Page 50 of Dirty Little Vow

If I’m looking for a shrine of hate owned by my father, there is only one person I’d call an expert. I dial my mother, who shockingly does not answer. Of course, not. I leave her a message. “Call me. It’s urgent.” I disconnect and my desk phone buzzes.

With a punch of a button, I say, “Yes?”

“The CBS studio head is on the line.”

From there, I’m locked down in back-to-back meetings and I know Bella is as well, confirmed when she calls me about a negotiation she’s in near noon. We debate the contract numbers which has me thinking about José again and his claim that she cried on the anniversary of her mother’s death and then spent the evening in debate with me.

“Also,” she adds, “my brother and father are all-in for this weekend. And I ordered us both lunch we probably can’t even eat together.”

“Bella,” I say, when she would hang up.

“Yes?”

“I hate I don’t know the answer to this question. What is the anniversary of your mother’s death?”

She’s silent a beat. “Why are you asking?”

“Because I should know things like this that impact my future wife.”

“November which makes it hard during the holidays.”

“We should go see your father that day, for the entire holiday, too.”

“Yes. Yes, I think we should.” Her voice cracks. “We’ll plan it this weekend. I have to go. You do, too.”

After a quick goodbye, we hang up and I decide I owe José more than I imagined possible. I just don’t know how to repay a man who wants what he cannot have back—his wife.

I don’t even have time to digest this thought before I’ve got a partner in my office with Allen gossip followed by another. At two, I’m shoving down my food, when my mother calls. “Tyler, honey, any luck weeding through your father’s bullshit?”

“Did my father keep a shrine to my failures?”

“I don’t know about a shrine. He talked about them though.” I can almost see her rolling her eyes. “We fought over you all the time.”

“You did?”

“God, yes. I protected you every chance I got, but I didn’t tell you because, well, I was afraid of weakening you in ways you needed to be strong to endure him.”

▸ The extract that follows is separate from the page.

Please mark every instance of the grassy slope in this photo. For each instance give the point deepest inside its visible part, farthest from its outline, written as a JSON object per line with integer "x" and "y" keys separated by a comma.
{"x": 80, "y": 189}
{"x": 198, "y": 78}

“That’s the closest to a motherly comment I’ve ever heard you say.”

“Yes, well, you just don’t remember the rest. You became cold and calculating at a young age and I had to celebrate even if it meant I lost my little boy. It was rough though. If you failed at something, I had to hear about it for years, even more so as those failures became few and far between and he grew competitive in ways that were unnatural. Example: that year in little league when you missed that ball—”

“Can we skip the grade school stories and move to more present day?”

“It’s more of the same. I mean I heard about your first lost rights trial for years.”

“What rights trial?”

“For some actress. All I remember is you lost the case and her. She left the firm.”

Ana Monroe, I think. I know the case well. There were things I should have done differently, mistakes I made that I never made again.

“What is this about?” she asks. “Really about?”

“I’m getting married this weekend in Dallas. And yes, I know you can’t be there. But we’re doing it right in about nine months, probably in Italy. Try to be there, Mom.”

“Why this weekend? That’s fast. Is this about the will?”

“No. More about how damn much she means to me.”